The regulator stressed that, pending the Supreme Court appeal, firms must comply with the law as it stands following the Court of Appeal ruling.
It also published yesterday its expectations under the consumer duty – and particularly the consumer understanding outcome – about how commission arrangements are disclosed.
The other ruling was by His Honour Judge Glen in Southampton in which FirstRand Bank, trading as Motornovo Finance – one of the appellants to the Supreme Court – was the defendant, with Manchester firm Consumer Rights Solicitors, which acted on two of the three conjoined Supreme Court cases, representing the claimant.
Jakub Kasperczak’s claim concerns the £3,434 commission received by Imperial Cars of Swanwick as a result of a hire purchase agreement – this disclosed that a payment “may be payable” and said the amount was available via the broker/dealer on request.
The claim, seeking rescission of the agreement and compensation, is that FirstRand is liable as primary tortfeasor on the grounds that the payment of commission was a bribe, or alternatively as an accessory to the dealer’s breach of fiduciary duty.
Deputy District Judge James at Basingstoke County Court allocated the case to the fast-track but, on appeal by FirstRand, District Judge Lynds – who described it as at best a “half-secret commission” case – reallocated it to the small claims track.
The claimant appealed but HHJ Glen rejected it.
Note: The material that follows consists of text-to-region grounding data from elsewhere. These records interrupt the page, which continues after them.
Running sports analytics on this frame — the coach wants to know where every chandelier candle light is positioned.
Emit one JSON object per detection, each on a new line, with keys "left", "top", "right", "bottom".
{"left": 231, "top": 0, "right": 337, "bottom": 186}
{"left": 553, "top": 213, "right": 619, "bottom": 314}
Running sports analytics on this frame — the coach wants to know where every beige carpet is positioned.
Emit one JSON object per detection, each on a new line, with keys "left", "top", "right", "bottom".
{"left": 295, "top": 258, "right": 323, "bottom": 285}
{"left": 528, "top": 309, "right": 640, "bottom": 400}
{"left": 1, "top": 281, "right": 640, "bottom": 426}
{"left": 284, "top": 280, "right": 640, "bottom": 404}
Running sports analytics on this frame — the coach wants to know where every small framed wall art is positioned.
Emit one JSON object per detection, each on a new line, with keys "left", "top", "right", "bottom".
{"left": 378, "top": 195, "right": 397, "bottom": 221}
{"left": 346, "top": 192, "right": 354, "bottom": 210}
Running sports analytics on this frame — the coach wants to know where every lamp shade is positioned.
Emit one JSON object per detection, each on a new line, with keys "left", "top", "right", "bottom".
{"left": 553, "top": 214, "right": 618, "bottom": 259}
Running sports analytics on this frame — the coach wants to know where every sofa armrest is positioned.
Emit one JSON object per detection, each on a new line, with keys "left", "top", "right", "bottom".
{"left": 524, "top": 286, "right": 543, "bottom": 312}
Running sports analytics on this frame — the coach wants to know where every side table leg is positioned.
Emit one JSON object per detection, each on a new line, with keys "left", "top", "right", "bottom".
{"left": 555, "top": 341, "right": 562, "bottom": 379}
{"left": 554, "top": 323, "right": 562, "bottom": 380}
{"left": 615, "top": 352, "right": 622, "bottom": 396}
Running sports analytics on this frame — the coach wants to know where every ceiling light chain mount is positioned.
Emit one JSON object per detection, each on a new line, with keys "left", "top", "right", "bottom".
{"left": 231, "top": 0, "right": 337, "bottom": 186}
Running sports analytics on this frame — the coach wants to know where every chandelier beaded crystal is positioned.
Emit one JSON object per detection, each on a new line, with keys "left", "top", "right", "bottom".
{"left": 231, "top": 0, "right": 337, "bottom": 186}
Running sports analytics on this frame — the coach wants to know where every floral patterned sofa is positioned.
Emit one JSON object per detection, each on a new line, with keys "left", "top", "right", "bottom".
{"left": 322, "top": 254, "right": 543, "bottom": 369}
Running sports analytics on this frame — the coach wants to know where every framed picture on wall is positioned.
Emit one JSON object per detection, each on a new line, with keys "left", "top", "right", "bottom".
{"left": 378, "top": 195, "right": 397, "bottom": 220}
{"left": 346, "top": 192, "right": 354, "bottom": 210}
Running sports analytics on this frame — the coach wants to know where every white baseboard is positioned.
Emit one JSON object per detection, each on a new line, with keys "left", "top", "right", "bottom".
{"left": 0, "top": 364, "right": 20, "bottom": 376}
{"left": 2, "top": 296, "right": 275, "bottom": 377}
The hearing occurred just before the Johnson ruling but he invited counsel to make written submissions on it.
HHJ Glen said the district judge was wrong, at least in light of Johnson, to find there was no realistic prospect of the claimant establishing that this was a secret commission case.
However, he went on: “The law as it applies to the primary issues that arise in cases of this kind is, as the Court of Appeal observed in refusing permission to appeal in Johnson, well settled.
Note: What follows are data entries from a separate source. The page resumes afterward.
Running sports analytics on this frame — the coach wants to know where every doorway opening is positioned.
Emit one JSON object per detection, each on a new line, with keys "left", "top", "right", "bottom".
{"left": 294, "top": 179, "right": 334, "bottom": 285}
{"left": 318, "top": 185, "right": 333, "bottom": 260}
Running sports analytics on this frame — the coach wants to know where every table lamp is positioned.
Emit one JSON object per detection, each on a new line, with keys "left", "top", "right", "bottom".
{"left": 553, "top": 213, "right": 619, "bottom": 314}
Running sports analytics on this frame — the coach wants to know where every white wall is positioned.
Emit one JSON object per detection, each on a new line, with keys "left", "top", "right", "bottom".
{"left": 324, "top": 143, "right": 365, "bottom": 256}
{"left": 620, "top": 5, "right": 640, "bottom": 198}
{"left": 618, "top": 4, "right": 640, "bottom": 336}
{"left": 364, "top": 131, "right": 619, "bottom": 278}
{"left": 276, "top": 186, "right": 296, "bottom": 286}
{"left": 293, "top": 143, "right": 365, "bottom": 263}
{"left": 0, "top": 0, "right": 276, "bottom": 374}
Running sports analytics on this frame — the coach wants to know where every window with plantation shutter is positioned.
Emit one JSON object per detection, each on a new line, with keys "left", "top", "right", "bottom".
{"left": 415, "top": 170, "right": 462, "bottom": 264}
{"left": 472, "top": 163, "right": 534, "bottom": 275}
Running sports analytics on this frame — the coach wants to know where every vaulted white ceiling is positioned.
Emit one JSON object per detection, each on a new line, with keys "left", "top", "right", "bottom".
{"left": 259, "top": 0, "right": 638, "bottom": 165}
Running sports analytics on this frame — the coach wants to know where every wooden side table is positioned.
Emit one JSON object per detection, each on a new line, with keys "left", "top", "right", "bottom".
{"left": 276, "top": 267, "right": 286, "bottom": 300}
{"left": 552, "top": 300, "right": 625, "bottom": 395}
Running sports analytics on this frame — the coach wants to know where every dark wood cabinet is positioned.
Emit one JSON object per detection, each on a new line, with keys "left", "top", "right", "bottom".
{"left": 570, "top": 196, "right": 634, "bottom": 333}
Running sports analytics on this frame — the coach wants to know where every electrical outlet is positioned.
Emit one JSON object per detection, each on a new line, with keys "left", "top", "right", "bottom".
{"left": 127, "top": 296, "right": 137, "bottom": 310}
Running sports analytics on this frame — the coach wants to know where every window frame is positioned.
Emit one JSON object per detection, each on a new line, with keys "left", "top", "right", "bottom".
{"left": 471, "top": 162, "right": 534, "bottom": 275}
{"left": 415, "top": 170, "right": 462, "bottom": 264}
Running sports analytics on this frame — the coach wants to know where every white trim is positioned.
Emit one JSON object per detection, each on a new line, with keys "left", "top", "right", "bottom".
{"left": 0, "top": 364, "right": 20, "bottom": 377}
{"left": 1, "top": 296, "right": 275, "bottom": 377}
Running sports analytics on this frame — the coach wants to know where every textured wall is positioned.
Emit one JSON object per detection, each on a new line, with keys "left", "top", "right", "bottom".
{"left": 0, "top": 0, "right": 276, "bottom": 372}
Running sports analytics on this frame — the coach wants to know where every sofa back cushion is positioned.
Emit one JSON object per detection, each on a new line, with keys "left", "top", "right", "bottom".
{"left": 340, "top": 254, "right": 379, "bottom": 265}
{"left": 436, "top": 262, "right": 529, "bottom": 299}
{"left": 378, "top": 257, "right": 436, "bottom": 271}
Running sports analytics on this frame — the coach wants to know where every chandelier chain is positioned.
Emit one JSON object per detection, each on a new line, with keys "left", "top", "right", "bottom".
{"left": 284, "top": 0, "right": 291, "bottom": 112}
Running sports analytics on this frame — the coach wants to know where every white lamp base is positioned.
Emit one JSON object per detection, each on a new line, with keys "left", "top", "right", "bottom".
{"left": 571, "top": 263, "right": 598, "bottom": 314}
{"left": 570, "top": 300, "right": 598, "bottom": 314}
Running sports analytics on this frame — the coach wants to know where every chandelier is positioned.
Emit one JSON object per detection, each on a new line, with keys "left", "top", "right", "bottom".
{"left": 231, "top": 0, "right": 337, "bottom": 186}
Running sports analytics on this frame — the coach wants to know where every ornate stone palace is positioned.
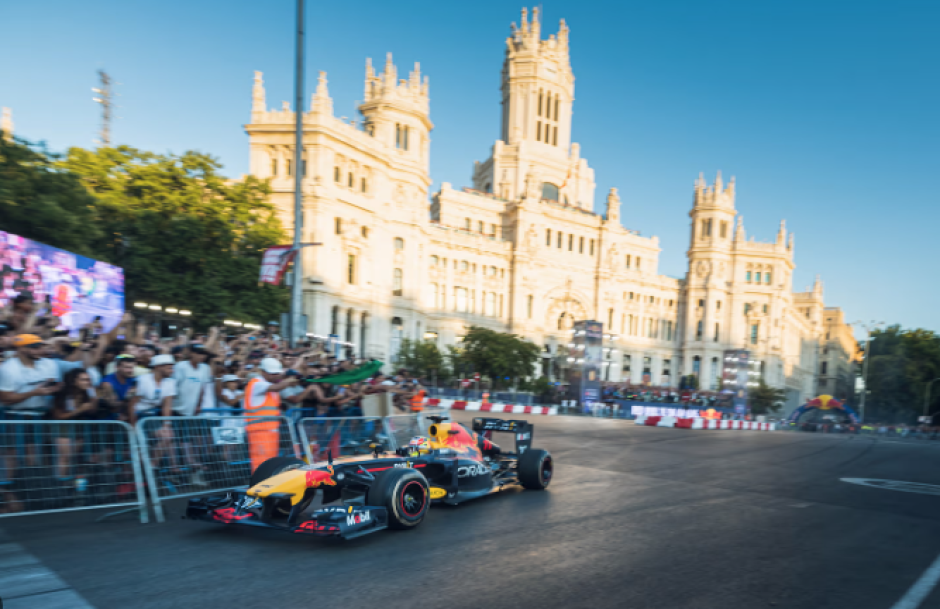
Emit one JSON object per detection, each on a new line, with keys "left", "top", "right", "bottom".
{"left": 244, "top": 8, "right": 855, "bottom": 411}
“District judges see ever increasing numbers of claims of this kind in which the same arguments are deployed by the parties, referring to the same authorities (whether properly so called or not). “Evidence is likely to be limited. The district judge’s reference to payment protection insurance claims was apposite. When such claims first came to the fore, it was routinely asserted that their complexity meant that they could only be tried on the fast track. Experience has shown that the small claims track is well suited to such disputes.”
The district judge, HHJ Glen continued, was right to conclude that the case was not unduly complex or that allocation to the fast-track was necessary in order to allow the matter to be tried fairly, either in terms of the directions required or the claimant’s expressed need for representation.
Counsel for the claimant “was careful not to say” that his solicitors would be unable to continue to act in the event of allocation to the small claims track.
“The reality on the ground is that claimants in such cases continue to be represented on that track, albeit that the funding model may provide a less attractive basis for remuneration than an inter partes costs order.”